SARTA demands changes to privacy laws


Industry group wants government action on privacy laws so operators are notified when their drivers are caught using drugs

May 22, 2012

The South Australian Road Transport Association (SARTA) wants changes to privacy laws, saying truck owners and the public deserve to know when drivers are caught using drugs.

SARTA Executive Director Steve Shearer believes the change to South Australia’s Privacy Act will benefit the industry and the community.

"The public interest in enabling police and the truck owners to manage and correct the unsafe behaviour of a minority of truck drivers who are law-breaking [and] dangerous must be put ahead of the individual privacy rights of those few irresponsible idiots in our industry," Shearer says.

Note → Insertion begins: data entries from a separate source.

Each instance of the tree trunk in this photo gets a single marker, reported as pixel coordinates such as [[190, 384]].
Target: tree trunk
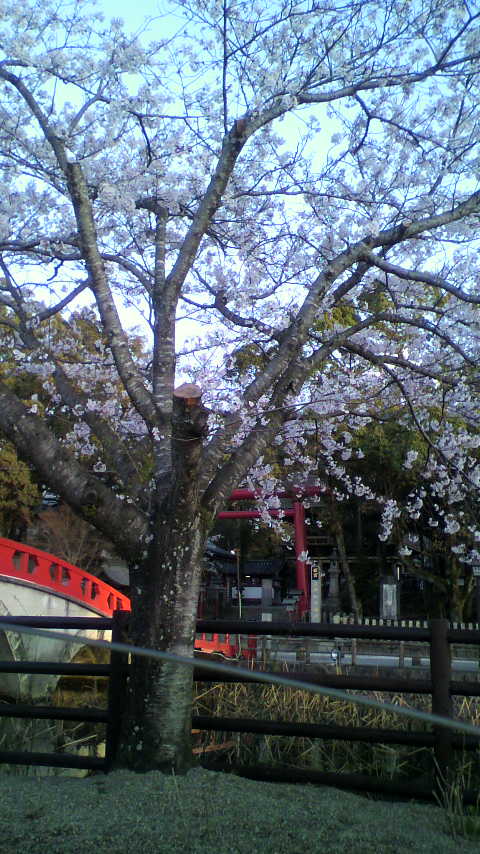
[[165, 585], [165, 588]]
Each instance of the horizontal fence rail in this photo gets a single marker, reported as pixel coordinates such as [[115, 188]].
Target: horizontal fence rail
[[439, 636]]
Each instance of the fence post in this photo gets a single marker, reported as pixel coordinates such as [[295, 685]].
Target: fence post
[[440, 669], [116, 687]]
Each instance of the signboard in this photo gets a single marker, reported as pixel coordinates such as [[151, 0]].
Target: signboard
[[389, 601]]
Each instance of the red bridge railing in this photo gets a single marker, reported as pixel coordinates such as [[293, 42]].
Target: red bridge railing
[[45, 571]]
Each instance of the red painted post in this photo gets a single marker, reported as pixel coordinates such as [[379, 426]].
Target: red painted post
[[301, 549]]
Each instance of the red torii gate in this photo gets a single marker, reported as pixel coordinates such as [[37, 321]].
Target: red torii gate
[[297, 513]]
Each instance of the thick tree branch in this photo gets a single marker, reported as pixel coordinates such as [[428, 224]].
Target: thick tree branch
[[117, 340]]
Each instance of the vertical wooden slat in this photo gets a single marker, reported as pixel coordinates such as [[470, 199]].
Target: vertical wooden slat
[[441, 673], [116, 687]]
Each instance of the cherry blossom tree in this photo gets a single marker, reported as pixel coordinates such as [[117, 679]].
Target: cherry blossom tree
[[295, 178]]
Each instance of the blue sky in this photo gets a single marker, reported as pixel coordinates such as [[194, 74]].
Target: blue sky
[[133, 12]]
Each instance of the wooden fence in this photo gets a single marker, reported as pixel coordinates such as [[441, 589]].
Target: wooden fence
[[440, 686], [110, 716]]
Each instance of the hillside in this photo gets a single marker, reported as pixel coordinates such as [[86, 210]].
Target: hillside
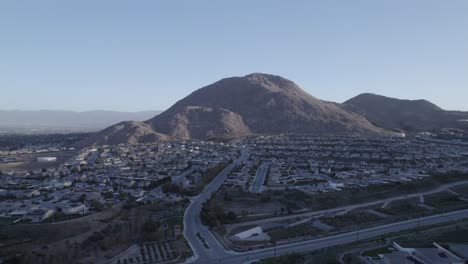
[[406, 115], [58, 119], [240, 106]]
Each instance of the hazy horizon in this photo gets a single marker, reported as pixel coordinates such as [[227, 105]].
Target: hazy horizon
[[122, 56]]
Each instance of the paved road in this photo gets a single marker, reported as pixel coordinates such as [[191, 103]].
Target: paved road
[[230, 257], [175, 179], [355, 206], [259, 178], [193, 225]]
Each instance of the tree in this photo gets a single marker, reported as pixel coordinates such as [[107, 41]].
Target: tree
[[82, 198]]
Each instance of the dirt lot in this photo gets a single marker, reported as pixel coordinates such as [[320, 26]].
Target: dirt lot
[[28, 162]]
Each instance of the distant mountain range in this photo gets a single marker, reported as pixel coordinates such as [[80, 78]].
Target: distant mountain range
[[78, 121], [405, 115], [268, 104]]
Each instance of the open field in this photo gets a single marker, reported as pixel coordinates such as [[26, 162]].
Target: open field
[[28, 162]]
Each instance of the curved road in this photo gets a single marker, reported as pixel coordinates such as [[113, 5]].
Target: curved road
[[216, 253], [354, 206]]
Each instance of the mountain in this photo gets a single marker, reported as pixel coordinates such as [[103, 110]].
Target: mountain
[[253, 104], [56, 119], [128, 132], [406, 115]]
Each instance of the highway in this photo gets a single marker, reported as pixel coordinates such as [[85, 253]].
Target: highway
[[216, 253], [259, 178], [230, 257], [193, 225], [441, 188]]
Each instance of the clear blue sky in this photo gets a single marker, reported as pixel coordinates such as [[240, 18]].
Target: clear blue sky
[[140, 55]]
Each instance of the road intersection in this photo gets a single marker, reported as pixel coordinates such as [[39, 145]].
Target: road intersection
[[207, 249]]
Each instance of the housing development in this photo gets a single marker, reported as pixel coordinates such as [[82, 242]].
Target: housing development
[[232, 201]]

"Instead of the public and media just getting cranky with the trucking industry over drugs, they should round on the [South Australian] Government over its irresponsible and tardy response to this important road safety issue."

Shearer has questioned why the government has not acted, saying it has told SARTA it supports the group’s position.

"It can be six months and even two years before a truck driver found on drugs is processed through the courts and even then the truck owner may never be told," Shearer says.

"How many lives are put at risk on the road every day in the meantime, all because the government is either too nervous about privacy or because it just doesn’t give the issue enough priority to actually fix the problem and empower the police to advise the truck owners?

"We support what the police are doing and we share their aim or eradicating what the police have repeatedly labelled as a recalcitrant small minority of truck drivers who stupidly and irresponsibly continue to use drugs when driving."